Wine of Honour is available in both e-book and paperback formats from Dean Street Press, released August 5, 2019.

Thursday, August 15, 2019

Sneak preview, FM37: SUSAN ALICE KERBY, Miss Carter and the Ifrit (1945)


From Elizabeth Crawford's excellent introduction to our reprint edition:

Susan Alice Kerby was the pen name of [Alice] Elizabeth Burton (1908-1990), who had been born in Cairo, the daughter of Richard Burton (c.1879-c.1908). He was probably English, while his wife Alice (1884-1962 née Kerby) was Canadian. The couple had married in Chicago in 1907. It is to be presumed that Richard Burton died around the time of Elizabeth’s birth because after returning from Egypt to her home town, Windsor, Ontario, Alice was described as Burton’s widow when she remarried in October 1909.

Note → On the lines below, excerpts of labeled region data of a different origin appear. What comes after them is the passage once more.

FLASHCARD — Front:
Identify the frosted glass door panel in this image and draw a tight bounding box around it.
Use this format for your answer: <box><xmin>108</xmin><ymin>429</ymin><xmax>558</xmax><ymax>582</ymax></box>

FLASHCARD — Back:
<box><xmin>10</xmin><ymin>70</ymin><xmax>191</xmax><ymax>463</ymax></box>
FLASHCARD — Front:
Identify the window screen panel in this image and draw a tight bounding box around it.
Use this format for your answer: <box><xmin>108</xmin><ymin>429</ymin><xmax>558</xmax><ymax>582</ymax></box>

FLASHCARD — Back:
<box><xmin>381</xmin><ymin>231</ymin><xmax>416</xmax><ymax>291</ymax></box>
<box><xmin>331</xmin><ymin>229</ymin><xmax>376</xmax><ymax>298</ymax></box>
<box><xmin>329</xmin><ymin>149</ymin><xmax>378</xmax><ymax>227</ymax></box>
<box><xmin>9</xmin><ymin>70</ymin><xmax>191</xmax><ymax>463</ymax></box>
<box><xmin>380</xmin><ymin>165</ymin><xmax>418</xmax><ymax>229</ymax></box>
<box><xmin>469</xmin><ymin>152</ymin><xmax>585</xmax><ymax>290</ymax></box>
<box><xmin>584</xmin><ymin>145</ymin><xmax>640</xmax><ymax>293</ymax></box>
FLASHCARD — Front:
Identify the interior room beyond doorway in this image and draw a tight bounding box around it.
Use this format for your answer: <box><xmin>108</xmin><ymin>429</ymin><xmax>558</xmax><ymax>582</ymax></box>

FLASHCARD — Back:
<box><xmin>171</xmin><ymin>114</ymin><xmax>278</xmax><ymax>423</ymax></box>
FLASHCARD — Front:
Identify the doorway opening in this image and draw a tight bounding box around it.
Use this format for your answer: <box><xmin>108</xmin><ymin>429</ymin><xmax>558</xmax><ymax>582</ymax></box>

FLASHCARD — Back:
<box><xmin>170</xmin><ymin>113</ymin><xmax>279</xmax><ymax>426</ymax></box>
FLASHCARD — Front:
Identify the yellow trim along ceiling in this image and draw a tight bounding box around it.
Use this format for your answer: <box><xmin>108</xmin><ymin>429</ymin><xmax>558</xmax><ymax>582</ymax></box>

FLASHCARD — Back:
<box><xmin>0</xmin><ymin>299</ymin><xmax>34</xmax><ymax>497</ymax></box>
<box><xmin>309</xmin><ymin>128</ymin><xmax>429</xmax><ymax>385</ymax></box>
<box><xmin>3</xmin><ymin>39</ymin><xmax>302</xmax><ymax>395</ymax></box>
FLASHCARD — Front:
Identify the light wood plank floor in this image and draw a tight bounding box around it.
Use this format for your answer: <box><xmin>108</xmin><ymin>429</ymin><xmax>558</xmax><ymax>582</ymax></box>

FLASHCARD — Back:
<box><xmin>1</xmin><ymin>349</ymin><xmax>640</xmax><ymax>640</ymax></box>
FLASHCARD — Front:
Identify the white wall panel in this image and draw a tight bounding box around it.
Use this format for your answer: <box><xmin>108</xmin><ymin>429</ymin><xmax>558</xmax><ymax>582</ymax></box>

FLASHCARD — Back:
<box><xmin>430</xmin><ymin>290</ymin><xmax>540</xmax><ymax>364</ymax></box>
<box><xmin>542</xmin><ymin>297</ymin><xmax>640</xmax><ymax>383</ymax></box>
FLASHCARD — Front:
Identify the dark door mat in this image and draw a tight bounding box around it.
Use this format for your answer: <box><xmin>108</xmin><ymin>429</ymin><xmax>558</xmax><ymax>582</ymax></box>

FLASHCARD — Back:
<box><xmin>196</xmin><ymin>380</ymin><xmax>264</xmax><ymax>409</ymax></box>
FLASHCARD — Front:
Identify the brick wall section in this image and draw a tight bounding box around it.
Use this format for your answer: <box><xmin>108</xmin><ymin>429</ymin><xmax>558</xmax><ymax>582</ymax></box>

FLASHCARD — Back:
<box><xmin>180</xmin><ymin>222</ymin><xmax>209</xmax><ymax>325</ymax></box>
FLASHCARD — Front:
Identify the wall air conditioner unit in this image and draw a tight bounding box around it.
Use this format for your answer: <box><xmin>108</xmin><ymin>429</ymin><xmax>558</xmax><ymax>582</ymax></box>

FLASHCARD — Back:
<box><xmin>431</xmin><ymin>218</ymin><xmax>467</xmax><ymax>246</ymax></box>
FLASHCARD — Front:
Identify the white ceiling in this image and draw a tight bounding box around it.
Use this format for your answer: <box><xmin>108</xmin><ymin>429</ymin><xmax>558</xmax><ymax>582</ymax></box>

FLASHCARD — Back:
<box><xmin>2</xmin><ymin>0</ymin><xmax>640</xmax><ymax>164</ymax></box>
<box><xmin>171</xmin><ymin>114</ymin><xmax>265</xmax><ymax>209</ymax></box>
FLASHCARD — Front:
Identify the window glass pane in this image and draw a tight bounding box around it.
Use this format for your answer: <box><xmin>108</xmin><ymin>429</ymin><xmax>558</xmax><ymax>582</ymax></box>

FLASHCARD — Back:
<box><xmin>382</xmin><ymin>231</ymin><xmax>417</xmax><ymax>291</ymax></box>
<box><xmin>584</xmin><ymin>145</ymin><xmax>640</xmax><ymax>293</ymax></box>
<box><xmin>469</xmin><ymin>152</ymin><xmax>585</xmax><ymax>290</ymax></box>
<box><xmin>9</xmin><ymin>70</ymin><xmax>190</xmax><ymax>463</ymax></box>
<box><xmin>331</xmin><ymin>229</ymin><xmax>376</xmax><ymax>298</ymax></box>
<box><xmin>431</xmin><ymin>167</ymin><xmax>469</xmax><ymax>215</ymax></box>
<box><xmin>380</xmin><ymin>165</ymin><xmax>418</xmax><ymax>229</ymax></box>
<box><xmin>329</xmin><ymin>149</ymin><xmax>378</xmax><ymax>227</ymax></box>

We first catch a glimpse of Elizabeth Burton in 1926 when, described as a student, she sailed, unaccompanied, from Naples to the USA after spending time in Rome, where she had stayed with an aunt and studied music and history. In 1929, still a student, she again paid a visit to Europe, perhaps visiting English relatives. Back in Canada she launched her career as a journalist and over the next few years worked in radio and in advertising. In 1935 she again spent some time in England, arriving back in Canada in June and then in November, in Windsor, married John Aitken, a fellow journalist. However, the marriage seems to have been short lived; Elizabeth later recorded that in 1936 she decided to move to England. At some point there was a divorce and in 1950 Elizabeth changed her name by deed poll from ‘Aitken’ back to ‘Burton’. However, she maintained her link with Canada, acting as the London correspondent of the Windsor Star from 1945-1965.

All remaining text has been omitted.